The power of the court in a proper case to grant equitable relief where there has been the breach of a contract to make a devise or bequest is established. (Winne v. Winne, 166 N. Y. 263; Phalen v. U. S. Trust Co., 186 id. 178; 28 Harv. Law Rev. 251.) What is equivalent to specific performance may be accomplished by declaring the owners of the legal title constructive trustees for so much of the property as will satisfy the contract.

As to the personal estate of Thomas Ryan, the administrator of such estate having in his possession the personal property is a necessary party defendant. As to real estate affected by the contract, the devisee named in the will of Thomas Ryan would, if living, be a necessary party defendant. Upon the death of one seized of real property, the title to such real property vests in the devisee by virtue of the will itself. (Corley v. McElmeel, 149 N. Y. 228; Alfred University v. Frace, 193 App. Div. 279.)

Under the facts stated above the defendant Augustus Morris through the devise to him under the will of George J. Ryan, has succeeded to his title and become seized of the real estate described in the complaint which Thomas Ryan owned. He is consequently a necessary party to the action in his individual capacity.

It may be that the defendant Morris, as executor of the will of George J. Ryan, that is, as the personal representative of the residuary legatee under Thomas Ryan’s will, is not a necessary party. It is in his capacity as administrator of Thomas Ryan’s estate with the will annexed that the defendant Morris holds the legal title to the personal property which Thomas Ryan possessed at his death. An executor or administrator with the will annexed as such takes the unqualified legal title of all personalty not specifically bequeathed, but holds it, not in his own right, but as a trustee for the benefit, first, of the creditors of the testator, and second, of those entitled to distribution under the will, or, if not all bequeathed, under the Statute of Distributions. (Blood v. Kane, 130 N. Y. 514; Wickenheiser v. Colonial Bank, 168 App. Div. 329.) An executor or administrator with the will annexed holding the legal title generally represents creditors and legatees, and con*428sequently creditors and legatees are not necessary parties to suits involving claims against a decedent's estate. However, under the circumstances of the present case, George J. Ryan, the sole legatee as well as sole devisee under his father’s will, were he living, would have been the sole person beneficially interested in defeating the plaintiff's claim. Under such circumstances, even in relation to the personal estate, he would have been a proper, though probably not a necessary party to this action in equity. (Delcambre v. Delcambre, 210 N. Y. 460; Phalan v. U. S. Trust Co., supra, 190.) Augustus Morris, as executor of the will of George J. Ryan, occupies the same-legal position in relation to the questions involved which his testator would have occupied. In such capacity he is a proper party defendant.

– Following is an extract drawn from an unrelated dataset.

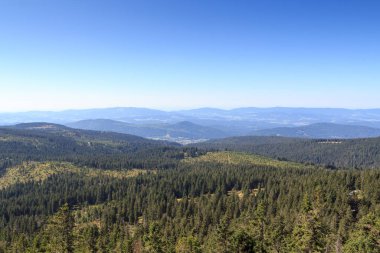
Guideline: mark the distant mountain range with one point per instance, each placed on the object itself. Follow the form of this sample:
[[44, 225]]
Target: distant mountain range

The motion was made under section 192 of the Civil Practice Act, which provides that parties misjoined may be dropped by the court at any time as the ends of justice may require. Nothing in the record suggests that injury might accrue to the moving defendant in any of his capacities by being retained as a defendant in all of them.

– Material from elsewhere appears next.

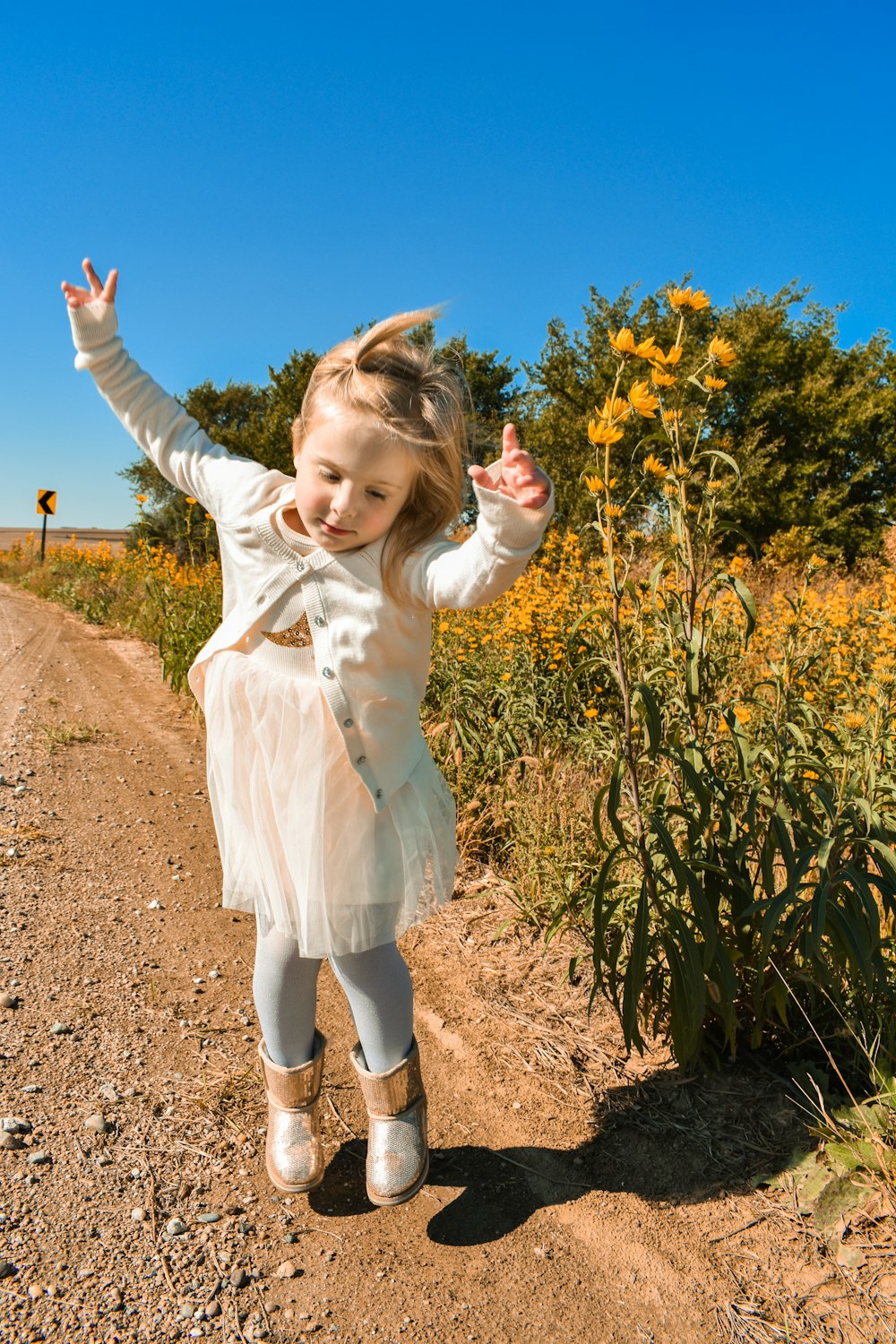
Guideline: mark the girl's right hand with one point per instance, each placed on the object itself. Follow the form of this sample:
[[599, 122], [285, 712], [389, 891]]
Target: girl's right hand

The contract as stated above related only to that part of the estate of Thomas Ryan of which he was seized or possessed at the time of making the contract. There is no direct allegation in the complaint that the property, real and personal, which he owned at the time of his death was owned by him when the contract was made. Whether the complaint is defective in this respect is not before us. The motion is not for judgment dismissing the complaint under rule 106 of the Rules of Civil Practice. The defendant does not urge that a cause of action is not alleged against him as administrator with the will annexed of Thomas Ryan. We do not pass upon the sufficiency of the complaint. If it is defective, the omission may be supplied by motion for leave to amend.

The order should be reversed, with ten dollars costs and disbursements, and the motion denied, with ten dollars costs.

All concur. Present — Hubbs, P. J., Clark, Sears, Taylor and Sawyer, JJ.

Order reversed, with ten dollars costs and disbursements, and motion denied, with ten dollars costs.